In the 1970s, O'Neill crossed the Pond to shoot the stars of Hollywood for the likes of Playboy, Life and Premiere and he continues to work for newspapers and magazines in his 66th year.
Never star-struck, and dismissive of gossip magazine photo-spreads - "I never see people actually reading Hello or OK, they just flick through the pages" - O'Neill says he would not wish to photograph any of today's generation of celebrities.
What about the ubiquitous Mr Beckham?
"I went to a wedding he was attending and studied him and he had this wonderful nature about him, but there is so much going on in his life that I don't think anything I would get would be 'real'. It would take being around him for two or three weeks to get that," he says.
O'Neill looks back fondly to a time when a truthful portrait, warts and all, was the true art of the portrait photographer. Now cosmetic surgery and cosmetic doctoring of photographs tell a different story.

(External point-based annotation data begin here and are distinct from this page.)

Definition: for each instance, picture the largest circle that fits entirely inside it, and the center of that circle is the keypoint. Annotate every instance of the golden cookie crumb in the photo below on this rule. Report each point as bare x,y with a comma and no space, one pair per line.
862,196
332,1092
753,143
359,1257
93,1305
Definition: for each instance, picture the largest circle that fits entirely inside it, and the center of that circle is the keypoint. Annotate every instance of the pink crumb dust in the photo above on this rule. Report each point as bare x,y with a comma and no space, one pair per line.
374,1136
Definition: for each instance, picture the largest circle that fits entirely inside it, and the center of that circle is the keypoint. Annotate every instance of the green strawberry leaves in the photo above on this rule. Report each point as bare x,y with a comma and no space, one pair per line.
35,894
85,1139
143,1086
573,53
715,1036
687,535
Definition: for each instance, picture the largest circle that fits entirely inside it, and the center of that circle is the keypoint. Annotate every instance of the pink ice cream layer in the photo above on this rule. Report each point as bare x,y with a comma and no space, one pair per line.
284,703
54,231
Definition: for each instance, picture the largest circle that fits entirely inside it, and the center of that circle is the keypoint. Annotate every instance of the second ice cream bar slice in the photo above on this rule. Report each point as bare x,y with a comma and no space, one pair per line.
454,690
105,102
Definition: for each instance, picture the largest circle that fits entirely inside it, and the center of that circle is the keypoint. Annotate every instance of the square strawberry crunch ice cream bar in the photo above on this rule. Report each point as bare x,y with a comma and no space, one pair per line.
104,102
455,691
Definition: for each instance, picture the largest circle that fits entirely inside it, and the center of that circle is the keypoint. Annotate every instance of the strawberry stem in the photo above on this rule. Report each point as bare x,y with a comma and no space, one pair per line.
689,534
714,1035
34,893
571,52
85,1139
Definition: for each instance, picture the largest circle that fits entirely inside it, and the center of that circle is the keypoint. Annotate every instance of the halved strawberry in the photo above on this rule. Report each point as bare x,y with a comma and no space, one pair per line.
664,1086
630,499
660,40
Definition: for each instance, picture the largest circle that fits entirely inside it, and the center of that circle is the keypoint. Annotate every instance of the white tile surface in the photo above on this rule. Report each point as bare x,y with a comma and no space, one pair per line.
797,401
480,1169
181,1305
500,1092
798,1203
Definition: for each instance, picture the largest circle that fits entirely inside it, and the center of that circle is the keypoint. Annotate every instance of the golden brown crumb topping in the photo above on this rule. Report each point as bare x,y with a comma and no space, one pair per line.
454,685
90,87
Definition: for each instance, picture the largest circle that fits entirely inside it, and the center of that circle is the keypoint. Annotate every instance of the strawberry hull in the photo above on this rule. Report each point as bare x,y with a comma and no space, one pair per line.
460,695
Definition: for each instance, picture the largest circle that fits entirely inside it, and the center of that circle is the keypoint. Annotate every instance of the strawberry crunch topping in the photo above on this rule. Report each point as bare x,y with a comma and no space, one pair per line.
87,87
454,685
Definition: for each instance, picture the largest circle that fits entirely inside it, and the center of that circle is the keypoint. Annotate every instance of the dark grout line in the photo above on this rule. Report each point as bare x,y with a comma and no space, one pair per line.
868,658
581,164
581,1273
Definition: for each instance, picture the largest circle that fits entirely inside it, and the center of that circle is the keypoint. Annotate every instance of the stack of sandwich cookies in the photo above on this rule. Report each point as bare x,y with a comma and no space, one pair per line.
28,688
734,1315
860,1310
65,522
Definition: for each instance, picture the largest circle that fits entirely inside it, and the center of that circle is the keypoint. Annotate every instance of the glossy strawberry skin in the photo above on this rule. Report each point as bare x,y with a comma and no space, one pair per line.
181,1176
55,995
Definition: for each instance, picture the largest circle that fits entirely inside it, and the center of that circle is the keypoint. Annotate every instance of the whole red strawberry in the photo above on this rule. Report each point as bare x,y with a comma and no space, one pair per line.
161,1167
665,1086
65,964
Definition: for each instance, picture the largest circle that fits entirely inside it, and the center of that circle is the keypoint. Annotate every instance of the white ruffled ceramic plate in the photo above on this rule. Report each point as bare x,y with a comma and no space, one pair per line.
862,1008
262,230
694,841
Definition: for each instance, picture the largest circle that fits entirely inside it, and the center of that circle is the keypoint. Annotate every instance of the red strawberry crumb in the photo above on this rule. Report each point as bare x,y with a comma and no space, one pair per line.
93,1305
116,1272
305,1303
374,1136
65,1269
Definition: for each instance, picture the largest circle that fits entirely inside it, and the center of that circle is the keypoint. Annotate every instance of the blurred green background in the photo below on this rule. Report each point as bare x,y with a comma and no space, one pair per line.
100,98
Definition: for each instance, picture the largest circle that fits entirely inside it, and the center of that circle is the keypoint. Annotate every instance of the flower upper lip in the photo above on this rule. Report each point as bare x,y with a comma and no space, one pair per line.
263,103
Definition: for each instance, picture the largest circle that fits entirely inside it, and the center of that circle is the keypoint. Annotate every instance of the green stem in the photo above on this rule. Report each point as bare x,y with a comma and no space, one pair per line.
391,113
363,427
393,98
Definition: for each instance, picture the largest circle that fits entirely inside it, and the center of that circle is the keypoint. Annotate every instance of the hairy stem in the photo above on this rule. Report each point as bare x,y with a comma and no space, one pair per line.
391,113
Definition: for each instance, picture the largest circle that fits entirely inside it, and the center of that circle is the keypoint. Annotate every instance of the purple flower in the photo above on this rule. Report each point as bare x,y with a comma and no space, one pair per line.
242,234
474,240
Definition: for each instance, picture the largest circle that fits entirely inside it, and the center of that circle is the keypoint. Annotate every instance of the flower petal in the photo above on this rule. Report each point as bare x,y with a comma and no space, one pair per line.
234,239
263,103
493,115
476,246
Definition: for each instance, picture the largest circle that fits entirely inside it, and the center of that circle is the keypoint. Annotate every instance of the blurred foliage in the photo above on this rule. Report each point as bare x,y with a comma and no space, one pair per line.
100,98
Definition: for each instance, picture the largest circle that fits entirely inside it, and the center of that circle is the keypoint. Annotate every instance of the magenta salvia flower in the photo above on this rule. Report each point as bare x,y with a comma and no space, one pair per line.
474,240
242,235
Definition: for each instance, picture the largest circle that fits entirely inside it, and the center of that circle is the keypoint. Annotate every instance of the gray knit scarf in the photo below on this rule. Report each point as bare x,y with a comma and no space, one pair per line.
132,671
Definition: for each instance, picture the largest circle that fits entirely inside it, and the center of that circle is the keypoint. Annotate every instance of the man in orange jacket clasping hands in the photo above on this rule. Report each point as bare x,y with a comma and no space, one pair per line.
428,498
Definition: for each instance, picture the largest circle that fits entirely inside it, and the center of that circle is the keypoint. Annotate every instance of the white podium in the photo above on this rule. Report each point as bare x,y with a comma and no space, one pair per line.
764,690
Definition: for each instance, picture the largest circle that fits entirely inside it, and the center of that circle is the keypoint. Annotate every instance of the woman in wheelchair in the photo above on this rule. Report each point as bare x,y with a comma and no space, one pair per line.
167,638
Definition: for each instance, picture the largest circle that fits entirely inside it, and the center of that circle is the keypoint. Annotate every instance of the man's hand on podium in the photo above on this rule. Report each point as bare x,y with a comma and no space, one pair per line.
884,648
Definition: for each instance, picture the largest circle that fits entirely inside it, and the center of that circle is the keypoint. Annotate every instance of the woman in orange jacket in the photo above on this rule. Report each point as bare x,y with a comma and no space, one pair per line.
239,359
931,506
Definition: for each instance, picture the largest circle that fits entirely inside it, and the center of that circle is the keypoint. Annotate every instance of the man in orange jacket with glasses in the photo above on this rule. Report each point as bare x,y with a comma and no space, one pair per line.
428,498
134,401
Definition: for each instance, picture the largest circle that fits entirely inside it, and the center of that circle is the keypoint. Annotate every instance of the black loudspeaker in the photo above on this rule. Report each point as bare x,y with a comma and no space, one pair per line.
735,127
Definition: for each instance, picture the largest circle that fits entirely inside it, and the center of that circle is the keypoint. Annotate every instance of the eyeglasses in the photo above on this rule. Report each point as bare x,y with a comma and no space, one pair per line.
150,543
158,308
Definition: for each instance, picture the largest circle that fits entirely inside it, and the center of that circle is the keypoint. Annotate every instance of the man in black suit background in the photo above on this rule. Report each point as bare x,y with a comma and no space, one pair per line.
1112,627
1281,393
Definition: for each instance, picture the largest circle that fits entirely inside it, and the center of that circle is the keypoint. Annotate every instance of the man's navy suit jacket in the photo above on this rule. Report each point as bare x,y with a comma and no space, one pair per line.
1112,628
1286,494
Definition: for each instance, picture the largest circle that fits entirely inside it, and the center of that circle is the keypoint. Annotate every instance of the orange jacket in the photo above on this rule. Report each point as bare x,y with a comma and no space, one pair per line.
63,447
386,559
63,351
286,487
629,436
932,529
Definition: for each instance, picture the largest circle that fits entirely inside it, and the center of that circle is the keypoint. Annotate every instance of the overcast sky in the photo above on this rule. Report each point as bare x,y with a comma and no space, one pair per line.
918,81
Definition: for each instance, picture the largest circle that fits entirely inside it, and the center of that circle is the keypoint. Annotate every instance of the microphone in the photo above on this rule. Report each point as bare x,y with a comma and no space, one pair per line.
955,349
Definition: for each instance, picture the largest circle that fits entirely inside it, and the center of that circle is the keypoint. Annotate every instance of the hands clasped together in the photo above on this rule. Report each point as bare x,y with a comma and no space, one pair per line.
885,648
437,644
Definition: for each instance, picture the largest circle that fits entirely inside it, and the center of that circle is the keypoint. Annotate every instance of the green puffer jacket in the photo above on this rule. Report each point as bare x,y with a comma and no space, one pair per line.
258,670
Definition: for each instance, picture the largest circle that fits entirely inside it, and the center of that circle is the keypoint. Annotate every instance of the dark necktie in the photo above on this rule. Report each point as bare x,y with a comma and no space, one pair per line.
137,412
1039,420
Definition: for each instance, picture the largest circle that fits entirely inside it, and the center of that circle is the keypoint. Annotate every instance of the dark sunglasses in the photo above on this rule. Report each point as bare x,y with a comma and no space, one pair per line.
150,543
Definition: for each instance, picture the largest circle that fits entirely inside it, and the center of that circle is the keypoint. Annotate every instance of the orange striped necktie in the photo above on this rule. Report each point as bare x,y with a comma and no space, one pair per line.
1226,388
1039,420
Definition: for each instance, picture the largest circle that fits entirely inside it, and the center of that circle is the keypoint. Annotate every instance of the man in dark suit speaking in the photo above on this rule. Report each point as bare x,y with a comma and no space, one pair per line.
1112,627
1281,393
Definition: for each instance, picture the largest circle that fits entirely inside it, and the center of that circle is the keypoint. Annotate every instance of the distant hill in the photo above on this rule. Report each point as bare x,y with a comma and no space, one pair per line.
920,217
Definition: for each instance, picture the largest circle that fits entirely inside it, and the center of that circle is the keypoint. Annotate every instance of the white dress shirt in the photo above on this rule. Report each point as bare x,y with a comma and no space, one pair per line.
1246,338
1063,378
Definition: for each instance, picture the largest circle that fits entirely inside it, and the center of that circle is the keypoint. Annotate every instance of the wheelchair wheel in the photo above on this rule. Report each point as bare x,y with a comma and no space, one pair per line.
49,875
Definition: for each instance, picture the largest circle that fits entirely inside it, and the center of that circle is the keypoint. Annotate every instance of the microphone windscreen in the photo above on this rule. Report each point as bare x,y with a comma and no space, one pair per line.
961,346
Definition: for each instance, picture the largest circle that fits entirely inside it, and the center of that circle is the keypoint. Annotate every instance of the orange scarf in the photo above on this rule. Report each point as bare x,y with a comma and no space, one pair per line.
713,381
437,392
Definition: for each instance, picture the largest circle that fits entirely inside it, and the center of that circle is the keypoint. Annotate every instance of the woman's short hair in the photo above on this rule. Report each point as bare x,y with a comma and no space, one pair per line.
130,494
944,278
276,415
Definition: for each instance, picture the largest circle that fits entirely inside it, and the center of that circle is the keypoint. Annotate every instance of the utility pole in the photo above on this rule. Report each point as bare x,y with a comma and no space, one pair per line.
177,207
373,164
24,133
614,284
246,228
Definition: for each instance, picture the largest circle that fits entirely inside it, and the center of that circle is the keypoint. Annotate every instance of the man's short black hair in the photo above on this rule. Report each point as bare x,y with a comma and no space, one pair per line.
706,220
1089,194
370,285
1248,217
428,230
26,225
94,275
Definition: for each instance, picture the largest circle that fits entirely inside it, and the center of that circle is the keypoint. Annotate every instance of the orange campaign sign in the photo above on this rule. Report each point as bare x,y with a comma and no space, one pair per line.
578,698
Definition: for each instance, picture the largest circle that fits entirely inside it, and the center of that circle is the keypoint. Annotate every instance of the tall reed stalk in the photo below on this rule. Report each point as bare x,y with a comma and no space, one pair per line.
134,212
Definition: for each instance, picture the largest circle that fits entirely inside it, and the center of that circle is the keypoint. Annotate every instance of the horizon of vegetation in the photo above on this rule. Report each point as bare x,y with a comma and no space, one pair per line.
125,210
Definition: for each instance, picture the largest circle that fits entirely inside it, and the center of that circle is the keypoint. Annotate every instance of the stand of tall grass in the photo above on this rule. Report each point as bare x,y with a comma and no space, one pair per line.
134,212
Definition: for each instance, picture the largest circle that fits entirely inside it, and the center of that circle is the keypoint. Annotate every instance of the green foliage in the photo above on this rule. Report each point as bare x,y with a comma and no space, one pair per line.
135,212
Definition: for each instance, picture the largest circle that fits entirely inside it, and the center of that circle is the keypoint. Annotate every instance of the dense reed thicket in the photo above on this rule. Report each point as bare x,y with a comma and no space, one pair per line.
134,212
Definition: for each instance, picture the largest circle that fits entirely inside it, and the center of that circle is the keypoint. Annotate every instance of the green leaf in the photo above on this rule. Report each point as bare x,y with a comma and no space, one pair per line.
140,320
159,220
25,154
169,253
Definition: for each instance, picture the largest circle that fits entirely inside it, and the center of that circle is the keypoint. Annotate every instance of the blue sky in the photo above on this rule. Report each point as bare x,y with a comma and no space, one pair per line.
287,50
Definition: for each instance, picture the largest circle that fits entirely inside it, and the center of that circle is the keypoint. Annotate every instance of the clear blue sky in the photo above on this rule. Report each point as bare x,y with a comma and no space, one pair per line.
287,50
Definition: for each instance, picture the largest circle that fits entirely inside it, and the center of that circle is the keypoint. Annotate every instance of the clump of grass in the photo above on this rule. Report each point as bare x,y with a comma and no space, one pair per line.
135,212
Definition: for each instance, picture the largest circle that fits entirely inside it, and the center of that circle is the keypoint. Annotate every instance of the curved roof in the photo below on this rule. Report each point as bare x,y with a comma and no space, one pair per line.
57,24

"You don't have to be a photographer today if you can handle a digital camera and re-touching gear, but I don't see the point in making anyone look perfect because no one is perfect."
Celebrity, Terry O'Neill's exhibition of photographic portraits, runs at Nunnington Hall, near Helmsley, until June 25. Open Wednesday to Sunday, plus Bank Holidays and Tuesdays in June, 1.30pm to 5pm (last admission). Normal admission charges apply. Telephone: 01439 748283.